Age Number sampled Positive Negative Prevalence
Juveniles 16 12 4 75%
Adults 10 10 0 100%

Table 2: Distribution of intestinal parasite in different age groups of stray cats.

Distribution of intestinal parasites in the stray cats sampled in this study showed that males had a higher prevalence of the parasites (92.8%) than the females (75%). However, this difference in prevalence between males and females is not statistically significant (P=0.3061) (Table 3). The results obtained in this study contradict that of Zibaei et al. [15] in Iran who reported a higher prevalence in the females than the males.

Sex Number sampled Positive Negative Prevalence
Males 14 13 1 92.8%
Females 9 9 3 75%

Table 3: Distribution of intestinal parasites in male and female stray cats.

Analysis of the intestinal parasites distribution among the two hospitals studied shows that stray cats in Hospital A had higher prevalence than that of Hospital B. The difference is however not significant statistically (P=0.6348) (Table 4).

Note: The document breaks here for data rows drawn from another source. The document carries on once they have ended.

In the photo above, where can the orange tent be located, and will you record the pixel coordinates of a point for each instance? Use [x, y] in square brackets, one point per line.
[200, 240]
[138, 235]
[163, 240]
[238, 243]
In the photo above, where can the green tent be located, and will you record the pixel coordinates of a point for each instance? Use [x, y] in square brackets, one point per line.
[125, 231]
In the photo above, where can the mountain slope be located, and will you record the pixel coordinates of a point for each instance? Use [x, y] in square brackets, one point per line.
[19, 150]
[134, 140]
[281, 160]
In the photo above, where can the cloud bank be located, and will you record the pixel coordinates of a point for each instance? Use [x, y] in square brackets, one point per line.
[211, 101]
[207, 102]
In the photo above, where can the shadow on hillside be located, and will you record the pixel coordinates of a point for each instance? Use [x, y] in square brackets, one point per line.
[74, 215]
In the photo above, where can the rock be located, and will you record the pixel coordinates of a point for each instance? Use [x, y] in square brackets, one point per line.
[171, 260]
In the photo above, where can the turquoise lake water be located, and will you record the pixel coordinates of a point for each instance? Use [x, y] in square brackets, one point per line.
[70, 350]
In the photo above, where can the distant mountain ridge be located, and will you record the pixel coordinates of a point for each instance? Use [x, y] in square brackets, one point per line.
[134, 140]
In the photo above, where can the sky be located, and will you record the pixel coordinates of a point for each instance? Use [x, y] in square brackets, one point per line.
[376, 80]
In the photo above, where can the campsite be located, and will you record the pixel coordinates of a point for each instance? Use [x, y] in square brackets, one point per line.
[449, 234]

Hospital Number sampled Positive Negative Prevalence
A 14 12 2 85.7%
B 12 9 3 75%

Table 4: Distribution of intestinal parasites of stray cats in the hospitals (A and B).

These cats constitute health hazards to the patient in particular, as they are found both around the hospital environment as wells as within the wards (Figure 1), competing with the patients and their relatives for what to eat. Since many people are not conversant with the public health risks associated with contacts with these cats, they are paradoxically treated as formidable companions, and thus, relished and played with. Despite the remarkable research carried out so far on gastrointestinal parasites of cats in various parts of the country and the world at large, little has been done to investigate and evaluate the prevalence of gastrointestinal parasites of cats in the two hospitals in Sokoto metropolis, Sokoto, Nigeria. The prevalence rates of parasites in stray cats in this study suggest the need to discourage the breeding of stray cats, and to disallow cats gaining access to hospital wards.


Figure 1: Cats in a patient’s ward of one of the hospitals.